One of the oldest stationery businesses in South Australia has closed after 171 years.
ES Wigg and Son, which has a company history dating back to mid-1800s, has gone into voluntary liquidation.
Having emigrated from England, Edgar Smith Wigg founded the company in 1849 and started manufacturing account books when he bought - at nominal cost - 600 reams of foolscap paper which had been lying unused in a store for many months.
The company started out as a bookseller but set up an envelope manufacturing business in 1901.
In 2005 the company’s stationery shop was sold to WC Penfold and in 2016 the envelope business was sold to a New Zealand company Candida.

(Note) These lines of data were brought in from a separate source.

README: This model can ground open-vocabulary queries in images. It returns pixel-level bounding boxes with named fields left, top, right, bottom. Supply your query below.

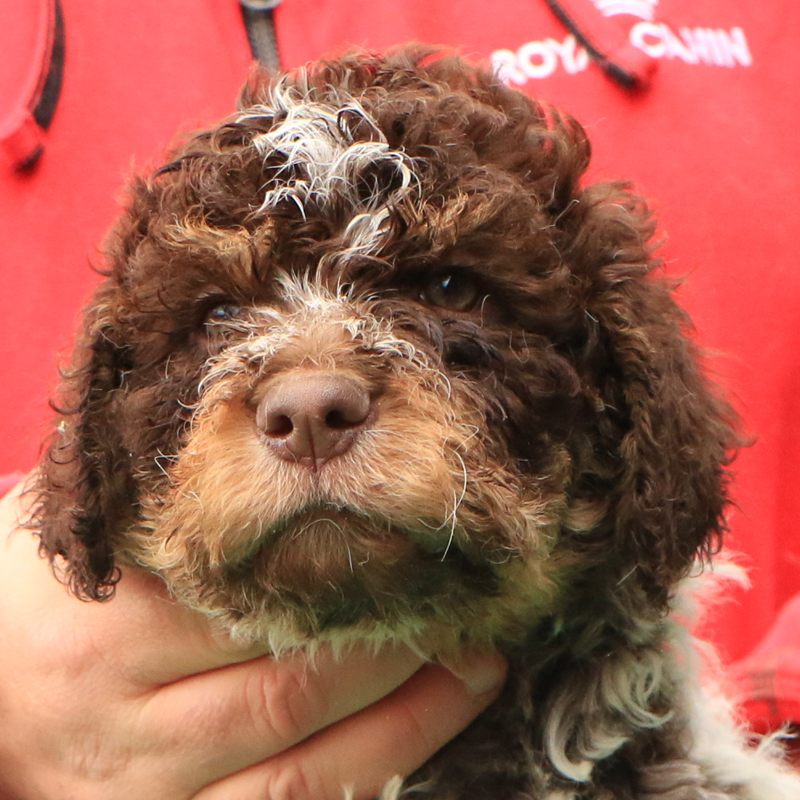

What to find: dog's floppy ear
left=32, top=281, right=133, bottom=600
left=575, top=185, right=737, bottom=605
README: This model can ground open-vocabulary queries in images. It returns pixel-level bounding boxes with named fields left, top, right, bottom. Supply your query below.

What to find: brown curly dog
left=31, top=48, right=800, bottom=799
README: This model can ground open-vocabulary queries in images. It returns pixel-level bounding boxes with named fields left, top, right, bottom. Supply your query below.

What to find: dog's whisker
left=478, top=294, right=490, bottom=328
left=290, top=517, right=344, bottom=540
left=439, top=452, right=469, bottom=561
left=440, top=522, right=456, bottom=563
left=616, top=565, right=638, bottom=587
left=152, top=449, right=175, bottom=481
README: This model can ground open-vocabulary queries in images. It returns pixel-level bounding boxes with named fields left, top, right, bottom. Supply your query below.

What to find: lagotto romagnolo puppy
left=30, top=48, right=800, bottom=799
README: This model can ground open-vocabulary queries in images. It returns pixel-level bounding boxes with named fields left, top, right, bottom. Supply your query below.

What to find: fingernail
left=441, top=649, right=508, bottom=695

Candida will continue to manufacture envelopes in Adelaide, but about 20 of the 60 Wigg employees will be made redundant.
The future isn’t clear for ES Wigg & Son which says it will now “re-invent itself” and enter another business or industry.

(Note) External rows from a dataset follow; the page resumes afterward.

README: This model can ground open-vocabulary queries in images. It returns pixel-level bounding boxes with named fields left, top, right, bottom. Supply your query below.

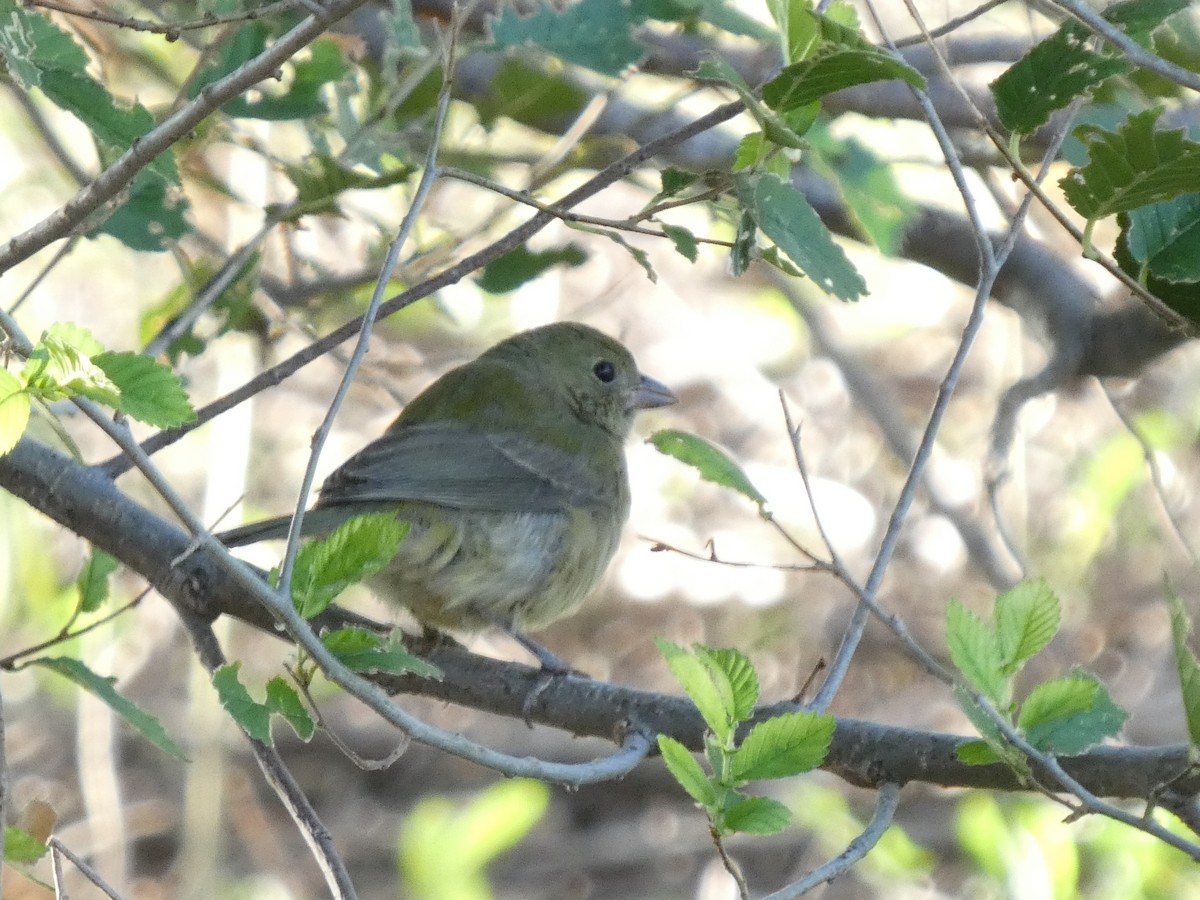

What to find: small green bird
left=220, top=322, right=675, bottom=663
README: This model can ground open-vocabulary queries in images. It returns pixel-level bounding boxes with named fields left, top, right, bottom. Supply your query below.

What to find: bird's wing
left=317, top=422, right=608, bottom=512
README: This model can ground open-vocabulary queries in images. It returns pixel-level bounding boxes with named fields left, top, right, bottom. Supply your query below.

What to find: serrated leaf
left=77, top=549, right=119, bottom=613
left=721, top=795, right=791, bottom=835
left=762, top=47, right=925, bottom=113
left=695, top=646, right=759, bottom=722
left=658, top=735, right=717, bottom=806
left=1114, top=214, right=1200, bottom=324
left=1167, top=585, right=1200, bottom=746
left=661, top=224, right=699, bottom=262
left=658, top=639, right=736, bottom=744
left=946, top=600, right=1008, bottom=706
left=1104, top=0, right=1191, bottom=40
left=994, top=579, right=1061, bottom=673
left=0, top=368, right=31, bottom=456
left=291, top=514, right=410, bottom=618
left=476, top=243, right=587, bottom=294
left=990, top=22, right=1131, bottom=135
left=4, top=826, right=48, bottom=863
left=265, top=676, right=315, bottom=741
left=1060, top=109, right=1200, bottom=225
left=738, top=173, right=867, bottom=300
left=649, top=429, right=768, bottom=511
left=731, top=711, right=834, bottom=781
left=33, top=656, right=187, bottom=759
left=92, top=351, right=196, bottom=427
left=955, top=739, right=1001, bottom=766
left=213, top=663, right=273, bottom=743
left=1019, top=672, right=1127, bottom=755
left=1123, top=194, right=1200, bottom=283
left=322, top=627, right=442, bottom=679
left=490, top=0, right=646, bottom=77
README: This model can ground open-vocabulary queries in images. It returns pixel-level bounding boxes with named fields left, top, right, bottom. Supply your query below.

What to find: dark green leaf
left=225, top=39, right=349, bottom=120
left=763, top=48, right=925, bottom=113
left=265, top=677, right=315, bottom=741
left=91, top=168, right=189, bottom=251
left=34, top=656, right=187, bottom=759
left=1123, top=194, right=1200, bottom=283
left=475, top=58, right=588, bottom=130
left=990, top=23, right=1131, bottom=135
left=476, top=243, right=588, bottom=294
left=1060, top=109, right=1200, bottom=224
left=649, top=430, right=768, bottom=510
left=738, top=173, right=867, bottom=300
left=213, top=663, right=272, bottom=744
left=660, top=168, right=700, bottom=197
left=490, top=0, right=646, bottom=77
left=661, top=224, right=699, bottom=262
left=322, top=628, right=442, bottom=678
left=1019, top=672, right=1127, bottom=755
left=730, top=209, right=756, bottom=276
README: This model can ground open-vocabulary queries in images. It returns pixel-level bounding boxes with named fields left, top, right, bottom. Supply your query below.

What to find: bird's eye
left=593, top=360, right=616, bottom=383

Envelope manufacturing had become Wigg’s entire business after it sold its retail stationery operations a decade ago.
Candida will operate in the historic premises for several months after it takes over at the end of June, but will shift the operations to a smaller plant elsewhere.
ES Wigg & Son managing director Tom Davidson, the fifth generation of his family to work in the business, said increased competition and falling Australia Post mail volumes had led to the decision.
“It’s sad we will be leaving this industry, but we’re hoping to invest in another business or industry in the near future,” Davidson told InDaily.